10 minute warmup on rowing machine

Flat BB Press - 6 Sets (50,20,15,15,20,30)

DB Incline Press/Flat DB Flye Superset - 3 Sets (15/12,15/10,15/10)

Pec-Deck Flyes - 4 Sets @ 15 Reps

DB Cross body Hammer curls - 4 Sets (20,15,15,15)

BB 21's - 5 Sets

10 minute cool down on stationary bike

*Duration :*

65 mins

*Cardio PM :*

3 x 5 minute rounds on bag with 30 second intervals on speed ball

45 minute weighted Tae-Bo session

*Nutrition :*

Meal 1 - Pre-workout - Granola Cereal, Banana

Meal 2 - Post-workout - Protein shake, Bagel and cheese, Banana, 25g Dark chocolate

Meal 3 - Tuna and sweetcorn with wholewheat pasta, Yoghurt

Meal 4 - Mid-afternoon - Protein shake, Grapefruit, Mixed nuts

Meal 5 - Tea-time - Roast Beef, Veggies, Baked sweet potatoes, Yoghurt

Meal 6 - Casein shake with 2 scoops Peanut butter, Mixed nuts

*Thoughts and Feelings :*

Decided to shake things up a little in training with some High repping today to hit everything from a different angle and target some different fibres.

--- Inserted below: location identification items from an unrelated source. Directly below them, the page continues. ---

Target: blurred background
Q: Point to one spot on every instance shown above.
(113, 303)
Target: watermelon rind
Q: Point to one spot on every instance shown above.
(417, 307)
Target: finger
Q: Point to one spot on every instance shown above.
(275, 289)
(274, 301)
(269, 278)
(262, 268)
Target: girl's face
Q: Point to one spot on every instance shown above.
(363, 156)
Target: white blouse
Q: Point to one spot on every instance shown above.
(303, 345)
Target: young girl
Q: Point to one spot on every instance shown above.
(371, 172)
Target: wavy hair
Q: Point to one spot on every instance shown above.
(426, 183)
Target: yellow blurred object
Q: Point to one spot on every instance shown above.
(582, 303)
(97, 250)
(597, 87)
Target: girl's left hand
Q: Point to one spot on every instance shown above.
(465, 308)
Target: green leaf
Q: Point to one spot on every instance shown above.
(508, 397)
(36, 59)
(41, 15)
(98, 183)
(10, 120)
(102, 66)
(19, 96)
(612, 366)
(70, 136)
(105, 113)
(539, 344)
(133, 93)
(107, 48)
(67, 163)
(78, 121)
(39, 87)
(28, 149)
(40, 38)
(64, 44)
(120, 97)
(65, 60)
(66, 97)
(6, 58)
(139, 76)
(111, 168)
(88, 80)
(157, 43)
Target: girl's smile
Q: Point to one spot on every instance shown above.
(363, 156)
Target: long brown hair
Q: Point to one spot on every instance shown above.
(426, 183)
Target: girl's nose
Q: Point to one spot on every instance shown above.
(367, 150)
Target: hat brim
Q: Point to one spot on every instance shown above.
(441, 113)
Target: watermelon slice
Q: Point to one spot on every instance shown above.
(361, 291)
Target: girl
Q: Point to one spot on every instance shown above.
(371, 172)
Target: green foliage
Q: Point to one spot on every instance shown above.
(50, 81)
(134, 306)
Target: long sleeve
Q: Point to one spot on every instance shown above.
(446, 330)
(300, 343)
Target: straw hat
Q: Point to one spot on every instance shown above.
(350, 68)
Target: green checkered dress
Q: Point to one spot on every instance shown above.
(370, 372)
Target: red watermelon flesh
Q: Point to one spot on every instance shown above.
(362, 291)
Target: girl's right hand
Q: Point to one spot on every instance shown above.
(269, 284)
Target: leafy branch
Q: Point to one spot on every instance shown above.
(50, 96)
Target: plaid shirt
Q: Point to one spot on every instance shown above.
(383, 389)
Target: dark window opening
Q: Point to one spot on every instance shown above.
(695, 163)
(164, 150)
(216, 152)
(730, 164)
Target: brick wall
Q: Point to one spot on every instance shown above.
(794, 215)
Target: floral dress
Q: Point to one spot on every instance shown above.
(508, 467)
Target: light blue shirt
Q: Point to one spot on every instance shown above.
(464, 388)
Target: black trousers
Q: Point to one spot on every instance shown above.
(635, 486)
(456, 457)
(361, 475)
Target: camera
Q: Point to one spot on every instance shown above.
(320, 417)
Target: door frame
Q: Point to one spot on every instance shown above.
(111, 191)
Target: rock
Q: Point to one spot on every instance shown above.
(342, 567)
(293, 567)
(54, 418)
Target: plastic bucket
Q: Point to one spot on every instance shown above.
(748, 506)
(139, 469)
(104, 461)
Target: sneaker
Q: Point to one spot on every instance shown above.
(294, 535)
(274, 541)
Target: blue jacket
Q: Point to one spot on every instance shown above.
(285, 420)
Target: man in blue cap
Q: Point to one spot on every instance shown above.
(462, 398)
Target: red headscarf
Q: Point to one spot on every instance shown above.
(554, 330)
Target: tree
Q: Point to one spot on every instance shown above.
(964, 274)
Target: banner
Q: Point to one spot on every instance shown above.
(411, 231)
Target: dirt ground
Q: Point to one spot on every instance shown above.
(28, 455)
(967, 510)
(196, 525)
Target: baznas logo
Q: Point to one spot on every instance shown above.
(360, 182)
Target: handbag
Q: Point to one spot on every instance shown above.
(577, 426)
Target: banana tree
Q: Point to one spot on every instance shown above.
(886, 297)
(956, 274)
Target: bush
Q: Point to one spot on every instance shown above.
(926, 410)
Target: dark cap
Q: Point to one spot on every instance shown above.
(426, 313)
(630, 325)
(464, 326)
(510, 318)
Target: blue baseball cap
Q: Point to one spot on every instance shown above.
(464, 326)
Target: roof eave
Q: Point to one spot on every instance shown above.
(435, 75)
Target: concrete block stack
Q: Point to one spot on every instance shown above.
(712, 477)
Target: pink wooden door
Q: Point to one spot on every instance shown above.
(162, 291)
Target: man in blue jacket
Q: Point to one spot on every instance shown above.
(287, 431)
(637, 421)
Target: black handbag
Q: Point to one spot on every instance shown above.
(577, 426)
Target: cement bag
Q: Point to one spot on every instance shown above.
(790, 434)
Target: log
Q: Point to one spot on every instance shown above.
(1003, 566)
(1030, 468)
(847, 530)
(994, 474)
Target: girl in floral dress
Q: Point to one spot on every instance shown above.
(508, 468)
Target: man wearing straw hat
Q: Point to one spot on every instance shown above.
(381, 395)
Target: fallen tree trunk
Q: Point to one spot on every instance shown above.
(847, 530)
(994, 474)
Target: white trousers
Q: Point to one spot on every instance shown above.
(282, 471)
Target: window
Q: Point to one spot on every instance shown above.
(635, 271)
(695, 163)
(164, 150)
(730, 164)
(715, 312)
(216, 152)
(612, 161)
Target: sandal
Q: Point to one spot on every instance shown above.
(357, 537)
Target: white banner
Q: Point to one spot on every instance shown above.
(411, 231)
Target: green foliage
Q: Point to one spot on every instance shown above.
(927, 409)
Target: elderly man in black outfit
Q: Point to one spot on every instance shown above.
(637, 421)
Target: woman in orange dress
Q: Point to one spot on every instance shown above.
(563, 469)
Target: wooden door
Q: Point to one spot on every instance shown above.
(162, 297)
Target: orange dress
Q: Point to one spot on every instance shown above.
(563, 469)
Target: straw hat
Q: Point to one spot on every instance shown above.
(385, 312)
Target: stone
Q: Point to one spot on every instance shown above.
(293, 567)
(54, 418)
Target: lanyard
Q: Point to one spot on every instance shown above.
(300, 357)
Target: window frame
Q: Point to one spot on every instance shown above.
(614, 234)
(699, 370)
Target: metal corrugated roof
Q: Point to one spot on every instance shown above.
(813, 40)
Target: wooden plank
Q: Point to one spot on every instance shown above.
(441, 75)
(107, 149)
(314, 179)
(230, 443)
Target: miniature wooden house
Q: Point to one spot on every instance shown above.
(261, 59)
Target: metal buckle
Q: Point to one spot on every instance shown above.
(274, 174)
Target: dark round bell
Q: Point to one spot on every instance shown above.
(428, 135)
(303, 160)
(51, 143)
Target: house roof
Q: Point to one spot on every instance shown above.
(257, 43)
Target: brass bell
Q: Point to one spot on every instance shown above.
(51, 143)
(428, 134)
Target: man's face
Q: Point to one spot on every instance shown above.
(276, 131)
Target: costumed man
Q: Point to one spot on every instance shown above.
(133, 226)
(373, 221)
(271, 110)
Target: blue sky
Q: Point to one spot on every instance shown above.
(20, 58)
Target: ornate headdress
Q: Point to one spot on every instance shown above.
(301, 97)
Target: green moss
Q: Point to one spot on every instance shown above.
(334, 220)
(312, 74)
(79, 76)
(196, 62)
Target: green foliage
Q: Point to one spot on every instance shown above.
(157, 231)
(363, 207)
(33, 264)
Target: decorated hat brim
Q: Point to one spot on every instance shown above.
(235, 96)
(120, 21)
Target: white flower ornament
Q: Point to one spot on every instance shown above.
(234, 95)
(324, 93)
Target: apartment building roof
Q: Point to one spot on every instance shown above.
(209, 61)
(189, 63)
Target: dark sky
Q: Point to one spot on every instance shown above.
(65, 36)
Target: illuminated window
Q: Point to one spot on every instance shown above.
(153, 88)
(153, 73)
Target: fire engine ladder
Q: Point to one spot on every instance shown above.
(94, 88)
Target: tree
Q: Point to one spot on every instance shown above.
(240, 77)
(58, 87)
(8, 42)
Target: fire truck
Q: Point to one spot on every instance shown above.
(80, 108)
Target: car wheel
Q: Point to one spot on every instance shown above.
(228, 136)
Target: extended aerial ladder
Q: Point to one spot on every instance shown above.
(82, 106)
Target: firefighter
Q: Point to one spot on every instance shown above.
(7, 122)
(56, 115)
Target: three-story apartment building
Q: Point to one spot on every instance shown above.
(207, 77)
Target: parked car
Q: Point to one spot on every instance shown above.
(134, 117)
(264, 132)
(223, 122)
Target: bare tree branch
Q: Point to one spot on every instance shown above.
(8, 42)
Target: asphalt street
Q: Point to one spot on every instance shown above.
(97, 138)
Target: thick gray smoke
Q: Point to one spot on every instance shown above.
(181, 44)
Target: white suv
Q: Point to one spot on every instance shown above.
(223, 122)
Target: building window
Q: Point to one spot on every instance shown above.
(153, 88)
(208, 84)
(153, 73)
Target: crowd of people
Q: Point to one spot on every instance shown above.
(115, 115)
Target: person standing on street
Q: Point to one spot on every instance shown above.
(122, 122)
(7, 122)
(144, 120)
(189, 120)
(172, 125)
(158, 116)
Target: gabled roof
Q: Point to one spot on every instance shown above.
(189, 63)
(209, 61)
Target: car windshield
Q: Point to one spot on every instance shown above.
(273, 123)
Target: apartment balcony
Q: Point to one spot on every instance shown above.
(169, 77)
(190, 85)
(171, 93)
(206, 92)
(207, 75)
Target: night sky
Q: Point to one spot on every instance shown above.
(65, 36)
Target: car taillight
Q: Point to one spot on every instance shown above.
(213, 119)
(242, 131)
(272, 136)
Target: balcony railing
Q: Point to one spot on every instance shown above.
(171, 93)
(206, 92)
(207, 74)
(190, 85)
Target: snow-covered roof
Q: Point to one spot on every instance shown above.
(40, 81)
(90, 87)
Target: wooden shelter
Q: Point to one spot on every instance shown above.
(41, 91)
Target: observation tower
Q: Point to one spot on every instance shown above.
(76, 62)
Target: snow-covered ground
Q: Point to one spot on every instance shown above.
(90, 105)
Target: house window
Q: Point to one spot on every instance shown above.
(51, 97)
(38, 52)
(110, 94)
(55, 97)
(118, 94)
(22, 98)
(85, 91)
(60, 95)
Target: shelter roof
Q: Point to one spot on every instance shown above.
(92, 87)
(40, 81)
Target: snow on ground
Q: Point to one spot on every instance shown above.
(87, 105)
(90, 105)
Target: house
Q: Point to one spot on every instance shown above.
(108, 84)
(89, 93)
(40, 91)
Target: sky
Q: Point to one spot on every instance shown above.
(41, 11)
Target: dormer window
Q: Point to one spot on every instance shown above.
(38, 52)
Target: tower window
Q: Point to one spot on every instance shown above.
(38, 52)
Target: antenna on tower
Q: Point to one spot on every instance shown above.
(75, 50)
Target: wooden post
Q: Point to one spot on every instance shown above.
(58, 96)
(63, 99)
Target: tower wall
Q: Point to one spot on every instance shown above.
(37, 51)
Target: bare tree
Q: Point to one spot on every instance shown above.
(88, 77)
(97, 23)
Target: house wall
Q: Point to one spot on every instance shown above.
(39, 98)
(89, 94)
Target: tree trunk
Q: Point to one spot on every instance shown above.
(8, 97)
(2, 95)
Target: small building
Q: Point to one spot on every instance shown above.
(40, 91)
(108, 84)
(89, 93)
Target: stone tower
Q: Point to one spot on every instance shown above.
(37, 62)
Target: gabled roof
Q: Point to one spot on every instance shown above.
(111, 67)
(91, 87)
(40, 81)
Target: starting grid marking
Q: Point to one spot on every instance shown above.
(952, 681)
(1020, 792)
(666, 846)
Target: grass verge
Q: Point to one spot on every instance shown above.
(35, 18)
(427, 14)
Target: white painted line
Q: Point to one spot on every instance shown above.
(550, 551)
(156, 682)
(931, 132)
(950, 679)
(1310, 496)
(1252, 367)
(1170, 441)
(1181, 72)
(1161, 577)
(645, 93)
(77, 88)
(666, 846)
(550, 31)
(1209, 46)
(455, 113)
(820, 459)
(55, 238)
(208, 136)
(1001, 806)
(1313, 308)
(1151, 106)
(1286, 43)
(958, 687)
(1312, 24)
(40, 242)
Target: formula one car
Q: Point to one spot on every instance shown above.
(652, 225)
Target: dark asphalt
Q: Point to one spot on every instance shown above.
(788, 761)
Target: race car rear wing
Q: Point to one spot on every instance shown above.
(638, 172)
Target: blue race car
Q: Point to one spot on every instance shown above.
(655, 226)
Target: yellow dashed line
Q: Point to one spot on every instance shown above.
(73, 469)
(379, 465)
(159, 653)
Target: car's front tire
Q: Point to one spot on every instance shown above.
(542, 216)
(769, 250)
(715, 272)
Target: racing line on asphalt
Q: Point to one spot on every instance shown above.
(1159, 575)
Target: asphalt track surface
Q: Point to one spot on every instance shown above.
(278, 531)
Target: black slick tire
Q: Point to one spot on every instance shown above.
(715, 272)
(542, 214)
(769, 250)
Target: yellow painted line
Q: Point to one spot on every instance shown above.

Very good workout with good focus and endurance and the pumps where intense (as they should be from high repping).

Mood is high and mentally very motivated.

Muscle hardness is something i can really feel a difference in and body shape is improving with some very good vascularity showing especially in the arms and forearms. Also starting to lose a little BF around the waist area too.

So far so good. 

*Thought of the Day :*

" Courage is very important. Like a muscle, it is strengthened by use."
​


----------



## mickfootie (Aug 10, 2008)

*The Workout*

*
*

*
Back/Traps/Calves AM :*

10 minute warmup on rowing machine

Lat Pulldowns Wide Grip - 2 warmup sets - (50,30) 5 working sets (15,12,8,6,6)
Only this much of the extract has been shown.